Vedi una band di nome Landskap che esce sotto l’egida della nostra Black Widow e subito pensi ad un gruppo prog scandinavo. Svedese, norvegese, poco importa, abbiamo preso un granchio. I Landskap son un gruppo di Londra, la Black Widow tuttavia non inganna. Per la precisione, si tratta, come anche il titolo III, lascia intuire, di un prog piuttosto ruvido, a forti tinte psichedeliche con qualche sferzata di blues, come insegnano certi Led Zeppeling.

Cinque tracce in tutto, cinque cavalcate all’indietro negli anni settanta, per quello che, senza mezzi termini, può essere definito regressive. Ma c’è regressive e regressive, c’è modo e modo di buttare languide occhiate nostalgiche al passato. I Landskap ricopiano gli stilemi di quella decade in modo assai pedissequo, lo fanno però con grande passione e grande cognizione di causa.
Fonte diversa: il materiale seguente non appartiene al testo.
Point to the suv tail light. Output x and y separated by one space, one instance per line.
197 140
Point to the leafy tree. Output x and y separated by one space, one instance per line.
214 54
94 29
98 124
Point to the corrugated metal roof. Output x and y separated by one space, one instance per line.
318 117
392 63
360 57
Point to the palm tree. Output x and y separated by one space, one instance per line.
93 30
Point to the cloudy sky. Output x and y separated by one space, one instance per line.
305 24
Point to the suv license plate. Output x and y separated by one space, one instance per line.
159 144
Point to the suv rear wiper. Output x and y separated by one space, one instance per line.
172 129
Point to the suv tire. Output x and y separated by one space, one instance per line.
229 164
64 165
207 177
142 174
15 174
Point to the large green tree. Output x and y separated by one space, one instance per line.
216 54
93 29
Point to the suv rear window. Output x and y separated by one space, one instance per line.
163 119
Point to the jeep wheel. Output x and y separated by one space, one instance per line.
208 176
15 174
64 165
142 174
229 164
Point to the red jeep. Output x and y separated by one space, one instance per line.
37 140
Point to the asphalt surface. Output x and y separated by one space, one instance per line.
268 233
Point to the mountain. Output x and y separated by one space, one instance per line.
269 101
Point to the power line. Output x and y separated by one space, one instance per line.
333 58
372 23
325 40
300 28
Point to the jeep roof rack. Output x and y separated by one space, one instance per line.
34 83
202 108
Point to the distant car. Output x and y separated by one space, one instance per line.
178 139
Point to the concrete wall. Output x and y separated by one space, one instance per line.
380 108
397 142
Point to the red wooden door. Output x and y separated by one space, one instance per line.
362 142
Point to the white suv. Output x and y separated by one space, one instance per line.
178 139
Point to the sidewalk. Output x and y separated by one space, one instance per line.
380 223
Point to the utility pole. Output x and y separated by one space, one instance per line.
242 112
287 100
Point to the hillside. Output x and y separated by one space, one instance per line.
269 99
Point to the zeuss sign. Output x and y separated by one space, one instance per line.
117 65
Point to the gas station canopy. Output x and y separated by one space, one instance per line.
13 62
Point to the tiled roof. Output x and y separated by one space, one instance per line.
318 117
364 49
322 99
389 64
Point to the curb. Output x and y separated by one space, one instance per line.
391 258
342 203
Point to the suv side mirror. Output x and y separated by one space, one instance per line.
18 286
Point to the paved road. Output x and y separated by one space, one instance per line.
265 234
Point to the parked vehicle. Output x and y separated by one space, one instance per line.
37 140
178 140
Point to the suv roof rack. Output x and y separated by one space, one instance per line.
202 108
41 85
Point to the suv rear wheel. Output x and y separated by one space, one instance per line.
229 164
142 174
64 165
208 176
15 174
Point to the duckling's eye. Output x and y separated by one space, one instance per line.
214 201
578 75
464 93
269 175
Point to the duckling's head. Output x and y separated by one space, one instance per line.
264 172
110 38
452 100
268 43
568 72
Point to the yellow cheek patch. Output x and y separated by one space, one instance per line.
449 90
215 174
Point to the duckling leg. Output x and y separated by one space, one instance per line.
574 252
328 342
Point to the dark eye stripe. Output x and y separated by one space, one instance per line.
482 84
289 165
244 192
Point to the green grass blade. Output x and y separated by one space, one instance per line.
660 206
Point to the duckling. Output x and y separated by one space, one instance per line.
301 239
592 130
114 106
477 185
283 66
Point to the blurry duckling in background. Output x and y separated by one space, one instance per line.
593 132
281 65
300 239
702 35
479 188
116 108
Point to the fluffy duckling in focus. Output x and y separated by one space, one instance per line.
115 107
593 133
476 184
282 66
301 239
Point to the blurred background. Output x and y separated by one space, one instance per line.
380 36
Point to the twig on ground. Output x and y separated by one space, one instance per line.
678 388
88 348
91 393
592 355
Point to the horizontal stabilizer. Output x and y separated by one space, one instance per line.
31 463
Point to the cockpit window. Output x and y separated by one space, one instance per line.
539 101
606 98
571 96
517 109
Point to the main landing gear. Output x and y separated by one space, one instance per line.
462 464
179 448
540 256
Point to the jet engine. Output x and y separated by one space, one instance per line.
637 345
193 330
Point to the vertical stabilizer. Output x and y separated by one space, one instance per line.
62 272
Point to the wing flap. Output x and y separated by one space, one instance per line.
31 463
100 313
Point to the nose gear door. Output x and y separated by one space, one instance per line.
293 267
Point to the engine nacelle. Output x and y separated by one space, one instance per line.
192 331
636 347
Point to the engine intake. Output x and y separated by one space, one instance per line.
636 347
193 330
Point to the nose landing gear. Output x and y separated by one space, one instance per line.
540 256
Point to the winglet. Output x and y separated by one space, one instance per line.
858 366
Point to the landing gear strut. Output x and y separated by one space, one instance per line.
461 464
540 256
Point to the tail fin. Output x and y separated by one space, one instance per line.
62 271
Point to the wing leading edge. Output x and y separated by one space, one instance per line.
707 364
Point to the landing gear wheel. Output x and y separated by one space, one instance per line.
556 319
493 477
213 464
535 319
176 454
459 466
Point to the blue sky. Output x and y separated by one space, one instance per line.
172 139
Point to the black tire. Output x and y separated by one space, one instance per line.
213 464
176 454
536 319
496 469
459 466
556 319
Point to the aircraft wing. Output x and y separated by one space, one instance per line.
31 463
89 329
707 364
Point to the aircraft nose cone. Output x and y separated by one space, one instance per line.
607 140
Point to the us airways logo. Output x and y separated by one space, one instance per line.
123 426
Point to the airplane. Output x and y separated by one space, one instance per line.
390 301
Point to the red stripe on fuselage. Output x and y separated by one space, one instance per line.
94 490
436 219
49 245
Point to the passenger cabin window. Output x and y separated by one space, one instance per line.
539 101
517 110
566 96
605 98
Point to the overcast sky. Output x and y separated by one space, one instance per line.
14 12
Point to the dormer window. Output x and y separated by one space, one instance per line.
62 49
Non cedono nell’esercizio di stile mero a sé stesso, anzi, quello che ci troviamo davanti è un pugno di tracce vibranti, piene di carica e di groove. Oltre all’ottima sezione ritmica, che giostra abbastanza bene tra cambi di velocità non eclatanti, ma solidi e decisi, un grosso applauso va al titolare delle tastiere Kostas Panagiotou, estremamente abile a dare acidità a diversi passaggi dell’album grazie ad un ottimo uso di organi e mellotron.

I pezzi, pur non avendo nemmeno un milligrammo di innovazione, sono vivi e si tengono in piedi grazie ad un songwriting solido ed estremamente ben costruito, sicché tutti i pezzi sono facili da memorizzare a dispetto della complessità stilistica. In questo senso, la opener è un magnifico esempio di climax sonoro e compositivo, si stende per oltre sei minuti e mezzo, trainata dal crescendo ritmico e dalla voce southern di Jake Herding. Ancora meglio l’elettrica The Hand that takes Away, un pezzo che sembra davvero uscito dagli anni settanta, senza una sbavatura per tutti i sette minuti di durata. Per non parlare della grande altalena della conclusiva Mask of Apathy.

Un prodotto adatto a tutti gli amanti del regressive, e in tale categoria ci sentiamo di inserire anche i fan dei nuovi Opeth. E magari gli stessi Opeth, che traggano un po’ di ispirazione per quanto concerne il “copiare con stile e metterci della verve”.